Здесь уместно сказать: хотя музыкальная жизнь Риги складывалась самостоятельно, как бы особняком от русской, но все-таки она гармонично вписывалась в мелодию нашей общей музыкальной культуры; со времен барона Фиттингофа рижане приглашали оперные труппы из Италии и стран германских, но здесь, на подмостках Риги, пели солисты Вены и Петербурга, рижане уже знали не только Гайдна, Моцарта и Бетховена, но и музыку первых российских композиторов.


В портфеле Вагнера-дирижера лежали партитуры опер Моцарта, Беллини, Дж. Россини, Обера, Доницетти и Керубини, с оркестром оперной труппы он давал симфонические концерты. Свое знакомство с рижской публикой Вагнер начал с того, что развернул пюпитр к оркестру, встав спиной к залу. Он дирижировал в той манере, какая принята сейчас во всем мире, но тогда… Тогда это казалось неслыханной дерзостью.

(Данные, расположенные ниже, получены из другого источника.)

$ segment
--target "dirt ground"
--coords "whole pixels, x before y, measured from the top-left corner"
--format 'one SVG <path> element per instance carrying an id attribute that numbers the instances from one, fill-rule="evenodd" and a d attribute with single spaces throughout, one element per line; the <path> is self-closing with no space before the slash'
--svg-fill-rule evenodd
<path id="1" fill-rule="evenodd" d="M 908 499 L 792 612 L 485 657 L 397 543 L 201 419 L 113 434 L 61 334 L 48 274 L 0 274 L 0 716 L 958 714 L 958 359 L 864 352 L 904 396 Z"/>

На все попреки Гольтея Вагнер отвечал:

– Мне нужен контакт с музыкантами, чтобы они видели не фалды моего фрака, а мои глаза, мое лицо, мой восторг, мое вдохновение.

Ему явно не хватало силы звучания. Гольтею он жаловался:

– В оркестре лишь четыре скрипки, два альта и один контрабас… Мне очень трудно выразить себя!

Потому-то Вагнер и любил выезжать с труппой в Митаву, бывшую столицу Курляндского герцогства, где имелась более просторная сцена и обширная оркестровая яма. Пожалуй, только два человека понимали его стремления, его размах – это был певец Иосиф Гоффман, это был второй дирижер Франц Лебман. Они знали от фон Мекка, что Вагнер создает оперу “Кола Риенци, или Последний трибун”; друзья предупреждали композитора, что его опера вряд ли будет поставлена.

– Гольтею удобнее угождать вкусам местных бюргеров, а ты, бедняга, вкатываешь свой камень на самую вершину Олимпа – он скатится обратно и раздавит тебя!

Гольтей соблазнял Вагнера к написанию водевиля.

– Я не имею склонности к легкой музыке, – отказался Вагнер, – у меня совсем иные задачи…

Гольтей начал сплетничать о Вагнере:

– Если Вагнер и гений, как уверяет меня в том ротмистр фон Мекк, то гений мне не нужен. Моя певучая лавочка способна процветать только от заурядных людей, и чем они глупее, тем выгоднее для процветания моего театра…

Мстительный, он сократил Вагнеру жалованье.

– Вы не умеете ладить с певцами! – кричал Гольтей. – Вы требуете от них дисциплины, как фельдфебель в казарме от солдата. Но если мадам Шредер вчера ужинала со мной, то она может позволить себе опоздать утром на репетицию… А ваше жалованье, помните, зависит от моих доходов!

Перебранка с Гольтеем ощутимо сказывалась на кошельке Минны, и она стала проситься на сцену:

– Если есть голос, почему бы не продать его?

Но Вагнер знал, что Минна – певица посредственная, а в театре она видит лишь средство для пополнения бюджета, и потому он сказал, что при нем она петь не будет.

– Риге вполне хватит и одной Амалии Планер.

– У меня внешность выгоднее, чем у Амалии, и с такой внешностью я бы заработала больше тебя – дирижера…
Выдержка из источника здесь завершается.